Jim sat by the bed until he heard his partner's breathing even out into the slow steadiness of sleep.
Blair stared at Jim over his toast. "Enough procrastinating, Jim," he said. "You promised to talk in the morning. It's morning, you're washed, dressed and fed. Talk to me."
Jim sighed. He'd hoped that Blair would have forgotten. "It was just a nightm -"
"There is no 'just' about it, Jim," Blair interrupted. "You're a sentinel. Your dreams mean something."
"You know what happened when you didn't pay attention last time, when you didn't talk to me." The name lay unspoken between them. Alex Barnes.
"When we didn't talk to each other," Jim said, and sighed. "I'll tell you mine if you tell me yours."
Blair hesitated, then nodded. "Okay." He raised his eyebrows. "So what kind of a nightmare did I wake you from?"
"A weird one," Jim answered. "I wake up, somewhere dark..." Jim proceeded to describe his dream in all its strangeness. "And every time it's the same."
"Every time?" Blair repeated. "You mean you've had this dream before? Why didn't you tell me?"
"I never remembered," Jim said.
"A recurring dream of being trapped in a glass coffin," Blair mused. "Trapped and exposed..." He looked at Jim. "Is your subconscious telling you you're in a rut, you need to get a different job?"
"I don't think so, Sandburg," Jim growled.
Blair frowned. "It sounds vaguely familiar. Like I've seen it somewhere before."
"In a dream interpretation manual?"
Blair shook his head. "No, I don't think so." He tapped his finger against his chin. "Can I get back to you on that, Jim?"
"Sure, Sandburg." Jim collected their plates, dumped them in the sink, and returned to the table. "Now it's your turn. What kind of nightmare did I wake you from?"
Blair blushed. "It's stupid, really."
Jim shook his head. "Not something that scares you that badly. You dreamt that someone was after me?"
"I dreamt that the Men Without Faces had come for you," Blair said. "Because you were a sentinel. Special, not ordinary. I was in the bullpen and you weren't there, and they came in, looking for you, and Simon thought they were Feds and didn't do anything, and they wanted me to tell them where you were, and I wouldn't, and he pushed me against the wall and he took my face and turned into Lash," Blair said in one rush of breath.
Blair ran a hand through his hair. "I mean, I used to dream about them when I was a kid. Why would I be doing it now?"
"Well, I'd say drowning would make you remember near-drowning, wouldn't you?" Alex Barnes had drowned Blair in the fountain too recently to forget, and David Lash had kidnapped Blair with the aim of drowning him in a duckpond, after fixating on Blair and pretending to be him. It didn't seem unlikely that the two would be connected in Blair's nightmares.

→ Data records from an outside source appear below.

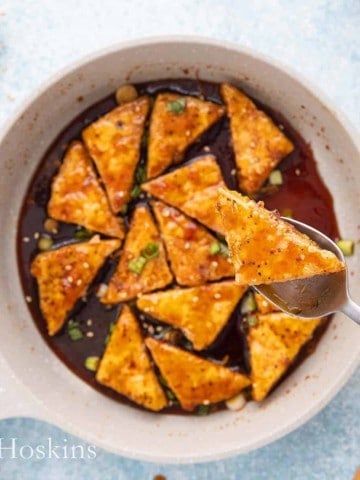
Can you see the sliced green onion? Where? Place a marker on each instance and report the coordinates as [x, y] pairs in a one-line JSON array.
[[124, 209], [83, 234], [215, 248], [45, 243], [74, 331], [248, 305], [150, 251], [178, 106], [275, 178], [252, 320], [135, 192], [91, 363], [224, 250], [346, 246], [136, 265], [140, 175]]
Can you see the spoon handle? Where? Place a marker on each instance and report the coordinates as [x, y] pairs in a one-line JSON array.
[[352, 310]]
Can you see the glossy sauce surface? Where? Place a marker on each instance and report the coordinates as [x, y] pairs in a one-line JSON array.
[[302, 191]]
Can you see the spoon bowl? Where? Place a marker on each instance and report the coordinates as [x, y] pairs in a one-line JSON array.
[[316, 296]]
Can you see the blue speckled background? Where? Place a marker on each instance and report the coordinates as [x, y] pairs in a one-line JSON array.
[[319, 38]]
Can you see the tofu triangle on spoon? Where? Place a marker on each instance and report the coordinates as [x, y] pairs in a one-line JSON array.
[[77, 197], [266, 249], [176, 122]]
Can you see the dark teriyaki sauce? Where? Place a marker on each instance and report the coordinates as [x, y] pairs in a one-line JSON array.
[[303, 192]]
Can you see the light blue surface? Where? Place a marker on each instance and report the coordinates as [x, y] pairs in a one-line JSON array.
[[319, 38]]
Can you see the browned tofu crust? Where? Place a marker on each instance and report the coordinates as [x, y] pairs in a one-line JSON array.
[[126, 284], [274, 344], [126, 368], [199, 312], [194, 380], [172, 131], [77, 197], [64, 275], [258, 144], [193, 189], [114, 143], [188, 246], [266, 249]]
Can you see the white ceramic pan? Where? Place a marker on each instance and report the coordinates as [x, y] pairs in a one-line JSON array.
[[34, 382]]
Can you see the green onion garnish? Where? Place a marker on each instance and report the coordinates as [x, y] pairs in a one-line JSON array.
[[275, 178], [140, 175], [74, 331], [136, 265], [248, 305], [346, 246], [45, 243], [178, 106], [215, 248], [252, 320], [150, 251], [91, 363], [83, 234], [135, 192]]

Blair shook his head. "I'm not sure. I think... from where I was, the Lash thing was just the icing on the cake. It was the Men Without Faces I was really scared of, scared that they would get you."
"The Men Without Faces?"
"A story Naomi used to tell me as a kid. That nothing we can see is real, that the world is a prison run by the Men Without Faces. They steal people's faces, and they always wear suits, kind of like the Grey Men in Michael Ende's "Momo." I wonder if Ende knew the same stories? Parasitic men in suits..."
"Well, that's a different twist on the usual the-world-is-an-illusion cr - stuff," Jim said.

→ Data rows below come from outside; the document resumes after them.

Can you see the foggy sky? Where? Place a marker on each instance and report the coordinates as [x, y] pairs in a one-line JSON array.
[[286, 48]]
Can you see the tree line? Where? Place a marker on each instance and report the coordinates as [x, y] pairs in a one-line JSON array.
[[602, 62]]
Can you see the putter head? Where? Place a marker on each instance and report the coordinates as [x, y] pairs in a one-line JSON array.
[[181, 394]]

"Crap, you were going to say crap," Blair pounced. "Where's your religious tolerance?"
"I tolerate the Buddhist stuff, Chief. I just think it doesn't make sense," Jim returned, unperturbed. "I mean, if we're all god and all we have to do is remember that, then why does god keep on forgetting?"
"Maybe god likes people," Blair suggested. "Naomi used to say that people were the secret treasure of the world."
"Why 'secret,' Chief?"
Blair smiled. "Because they don't know how precious they are."
Jim chuckled. "That's Naomi all over."